‘Networks of impunity’ for kleptocrats’ malign activities

     

Kleptocrats regularly exploit Europe’s financial system, according to a new report. In the decade since the global financial crisis, dozens of money laundering schemes linked to corrupt, abusive regimes have come to light across the continent, revealing the limits to the rule of law within European economies, analyst Chris Raggett writes in Networks of impunity: Corruption and European foreign policy, a Policy Brief for the European Council on Foreign Relations: 

The networks behind these arrangements have handled hundreds of billions of dollars stolen from public institutions and private companies, often benefiting from offshore havens across the globe – and even flows of European development funding. The process has, in effect, created massive cross-border slush funds for authoritarian leaders everywhere from North Korea to Venezuela.
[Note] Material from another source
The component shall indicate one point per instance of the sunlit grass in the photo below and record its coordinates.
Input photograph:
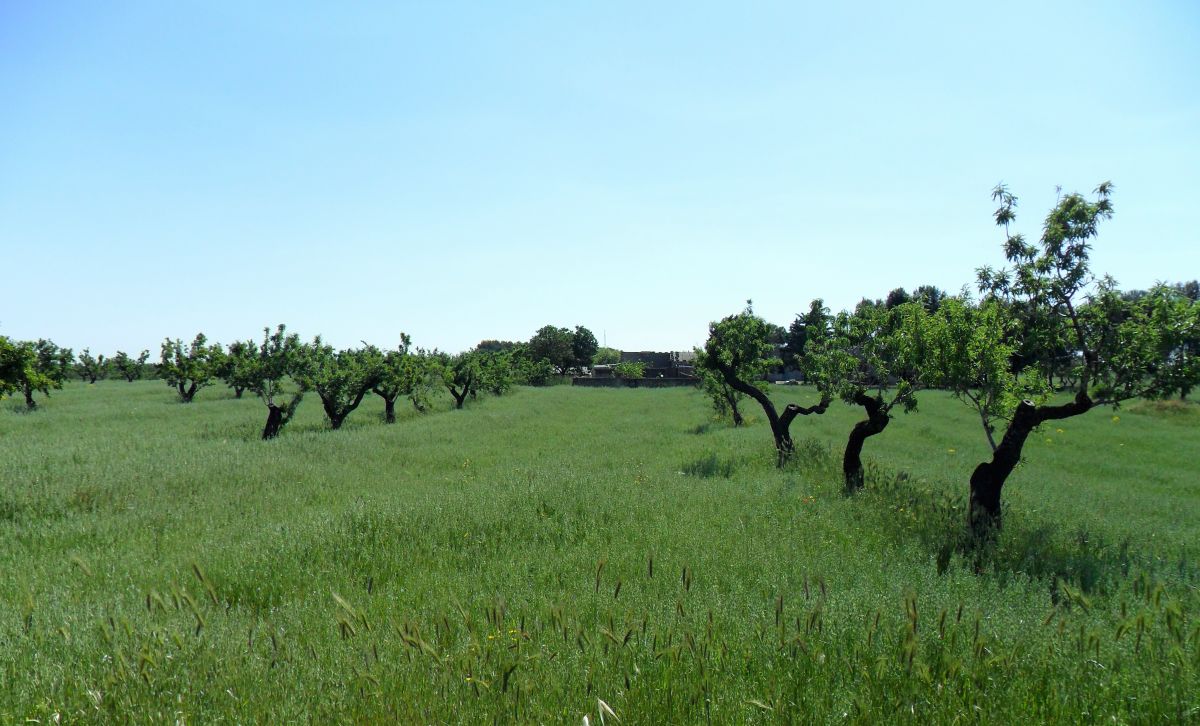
(561, 552)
If European countries are to check kleptocrats’ malign activities and sustain a rules-based international order, they will need to adapt their foreign policies and enforcement regimes to the reality of illicit finance in a deeply integrated world. RTWT

Harvard Law School’s Professor Matthew C. Stephenson has published a valuable Bibliography on Corruption and Anticorruption, featuring, among many other nuggets, ….Alicante, T. (2019). To Catch a Kleptocrat: Lessons Learned from the Biens Mal Acquis Trials [National Endowment for Democracy (NED) Working Paper].